EPO ist ein Glykoprotein, das aus einer Kette von 166 Aminosäuren zusammengesetzt ist, an dem noch über die Seitenketten der Aminosäuren an vier Stellen Zuckerreste gebunden sind (Abbildung links, zum Vergrößern anklicken). Im Labor wird EPO gentechnisch hergestellt, das heißt, man setzt das EPO codierende, menschliche Gen in Säugetiere, bevorzugt in chinesische Hamster, ein. Auf diese Weise wird die Herstellung eines Peptidhormons bewirkt, das in seiner chemischen Struktur zwar sehr ähnlich, aber doch nicht in allen Einzelheiten dem menschlichen EPO entspricht.

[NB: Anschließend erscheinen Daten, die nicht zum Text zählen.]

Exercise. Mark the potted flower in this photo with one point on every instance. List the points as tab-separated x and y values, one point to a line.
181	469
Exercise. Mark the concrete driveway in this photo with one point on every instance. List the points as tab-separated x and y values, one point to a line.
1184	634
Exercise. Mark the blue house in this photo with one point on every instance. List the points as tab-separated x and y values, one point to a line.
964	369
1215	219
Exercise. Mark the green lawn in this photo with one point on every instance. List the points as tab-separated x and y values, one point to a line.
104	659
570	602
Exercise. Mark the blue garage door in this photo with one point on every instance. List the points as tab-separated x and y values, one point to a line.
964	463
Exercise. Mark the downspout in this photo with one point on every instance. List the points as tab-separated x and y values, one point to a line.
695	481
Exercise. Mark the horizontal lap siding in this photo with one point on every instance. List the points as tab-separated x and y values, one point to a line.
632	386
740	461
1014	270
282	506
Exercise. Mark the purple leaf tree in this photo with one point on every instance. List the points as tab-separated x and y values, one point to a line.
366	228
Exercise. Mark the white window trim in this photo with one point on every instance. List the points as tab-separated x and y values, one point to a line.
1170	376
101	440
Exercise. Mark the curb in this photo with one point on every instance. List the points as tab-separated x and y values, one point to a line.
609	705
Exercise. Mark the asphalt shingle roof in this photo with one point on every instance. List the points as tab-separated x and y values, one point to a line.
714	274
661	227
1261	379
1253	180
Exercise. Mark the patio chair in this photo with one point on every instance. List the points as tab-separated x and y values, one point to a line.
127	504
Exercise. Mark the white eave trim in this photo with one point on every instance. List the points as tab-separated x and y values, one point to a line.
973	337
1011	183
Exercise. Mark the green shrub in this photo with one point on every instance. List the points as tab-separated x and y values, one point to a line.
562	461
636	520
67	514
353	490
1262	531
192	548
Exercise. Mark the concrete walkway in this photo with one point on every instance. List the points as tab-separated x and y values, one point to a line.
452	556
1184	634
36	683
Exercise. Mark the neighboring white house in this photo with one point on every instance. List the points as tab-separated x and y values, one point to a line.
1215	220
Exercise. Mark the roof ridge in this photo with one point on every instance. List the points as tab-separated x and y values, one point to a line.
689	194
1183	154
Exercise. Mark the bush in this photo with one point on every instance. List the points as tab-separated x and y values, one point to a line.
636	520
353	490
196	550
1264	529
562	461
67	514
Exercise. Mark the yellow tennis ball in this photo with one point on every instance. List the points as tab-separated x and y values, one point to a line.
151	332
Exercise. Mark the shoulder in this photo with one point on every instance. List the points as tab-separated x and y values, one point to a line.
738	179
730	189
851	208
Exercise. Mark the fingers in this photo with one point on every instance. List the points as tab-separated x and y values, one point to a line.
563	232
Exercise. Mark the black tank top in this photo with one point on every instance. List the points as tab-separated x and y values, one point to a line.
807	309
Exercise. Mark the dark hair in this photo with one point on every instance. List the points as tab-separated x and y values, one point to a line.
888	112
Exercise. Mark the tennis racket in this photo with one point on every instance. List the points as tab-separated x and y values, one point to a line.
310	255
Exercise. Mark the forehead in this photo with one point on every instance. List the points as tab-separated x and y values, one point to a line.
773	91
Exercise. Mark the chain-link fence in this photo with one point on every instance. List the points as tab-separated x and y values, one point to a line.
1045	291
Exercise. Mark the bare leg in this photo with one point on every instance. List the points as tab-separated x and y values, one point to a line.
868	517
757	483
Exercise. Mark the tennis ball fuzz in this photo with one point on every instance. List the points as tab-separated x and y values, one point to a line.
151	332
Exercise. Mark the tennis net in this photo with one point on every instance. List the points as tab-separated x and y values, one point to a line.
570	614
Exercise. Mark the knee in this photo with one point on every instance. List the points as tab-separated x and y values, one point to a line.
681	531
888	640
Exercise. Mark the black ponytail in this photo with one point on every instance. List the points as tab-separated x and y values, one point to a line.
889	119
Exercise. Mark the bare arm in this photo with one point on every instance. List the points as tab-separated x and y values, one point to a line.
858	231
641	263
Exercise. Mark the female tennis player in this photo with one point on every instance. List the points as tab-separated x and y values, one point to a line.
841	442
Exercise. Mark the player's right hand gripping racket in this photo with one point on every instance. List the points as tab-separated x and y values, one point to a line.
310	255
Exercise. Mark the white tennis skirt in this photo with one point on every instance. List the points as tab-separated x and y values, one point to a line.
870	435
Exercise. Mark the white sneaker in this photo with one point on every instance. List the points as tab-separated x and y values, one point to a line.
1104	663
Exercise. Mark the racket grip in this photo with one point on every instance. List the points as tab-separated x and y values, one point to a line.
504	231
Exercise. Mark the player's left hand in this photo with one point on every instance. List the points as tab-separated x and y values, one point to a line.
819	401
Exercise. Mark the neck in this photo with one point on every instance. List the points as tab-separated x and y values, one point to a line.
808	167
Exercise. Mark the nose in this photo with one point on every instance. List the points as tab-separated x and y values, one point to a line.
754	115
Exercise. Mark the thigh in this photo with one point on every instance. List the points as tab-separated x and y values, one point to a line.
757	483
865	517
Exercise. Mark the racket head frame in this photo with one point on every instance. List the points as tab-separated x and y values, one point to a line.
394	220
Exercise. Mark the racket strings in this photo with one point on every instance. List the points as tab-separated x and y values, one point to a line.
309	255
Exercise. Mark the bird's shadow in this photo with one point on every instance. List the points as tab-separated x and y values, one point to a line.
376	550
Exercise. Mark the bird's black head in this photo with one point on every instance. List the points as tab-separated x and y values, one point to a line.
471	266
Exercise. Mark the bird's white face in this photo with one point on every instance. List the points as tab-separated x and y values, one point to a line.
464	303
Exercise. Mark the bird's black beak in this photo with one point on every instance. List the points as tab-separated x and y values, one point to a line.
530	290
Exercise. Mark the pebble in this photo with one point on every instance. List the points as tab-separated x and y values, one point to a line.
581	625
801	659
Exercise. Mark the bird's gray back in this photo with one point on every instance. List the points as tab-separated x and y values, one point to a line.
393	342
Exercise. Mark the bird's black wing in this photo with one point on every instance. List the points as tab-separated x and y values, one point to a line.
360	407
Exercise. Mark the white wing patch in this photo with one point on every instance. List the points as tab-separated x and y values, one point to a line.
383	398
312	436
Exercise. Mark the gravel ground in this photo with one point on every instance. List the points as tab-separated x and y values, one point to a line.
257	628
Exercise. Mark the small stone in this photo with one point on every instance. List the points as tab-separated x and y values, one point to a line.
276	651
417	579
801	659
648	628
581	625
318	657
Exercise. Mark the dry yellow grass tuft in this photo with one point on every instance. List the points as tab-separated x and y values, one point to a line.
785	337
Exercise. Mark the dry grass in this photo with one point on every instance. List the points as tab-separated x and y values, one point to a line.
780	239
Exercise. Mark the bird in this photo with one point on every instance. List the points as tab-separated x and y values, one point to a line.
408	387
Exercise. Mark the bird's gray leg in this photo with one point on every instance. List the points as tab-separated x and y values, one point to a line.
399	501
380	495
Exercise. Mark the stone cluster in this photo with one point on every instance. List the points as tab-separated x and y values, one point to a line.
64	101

Ein solches gentechnisch verändertes EPO ist Darbepoietin alfa, das sich in den Aminosäuren und Zuckerresten vom menschlichen EPO geringfügig unterscheidet. Der Anteil an Zuckerresten ist höher, wodurch eine längere Wirksamkeit von Darbepoietin (Halbwertzeit 25 Stunden im Vergleich zu acht Stunden bei EPO) resultiert: Die Enzyme, die Peptide im menschlichen Körper abbauen (sogenannte Peptidasen) werden durch die Zuckerreste am "Fressen" gehindert. Andererseits lässt sich die Substanz dadurch aber auch länger im Blut nachweisen. Durch die größere Zahl an Zuckerresten resultiert aber auch eine höhere Ladung des Moleküls, und genau hierdurch lässt sich gentechnisch hergestelltes Darbepoietin von natürlichem EPO unterscheiden. Mit Hilfe der Elektrophorese, bei der je nach Ladung Moleküle unterschiedlich schnell durch ein elektrisches Feld wandern, wird der Nachweis von Darbepoietin zweifelsfrei möglich (Abbildung1) rechts, zur Vergrößerung anklicken).

Fazit

Darbepoietin ist als Medikament unter dem Namen Aranesp® von der Firma Amgen im Handel. Es wird gegen Blutarmut verschrieben, die durch eine chronische Nierenerkrankung ausgelöst wird, welche die Bildung von EPO in ausreichender Menge verhindert. Für hiervon betroffene Patienten bedeutet dieses Medikament eine herausragende Verbesserung ihrer Lebensqualität.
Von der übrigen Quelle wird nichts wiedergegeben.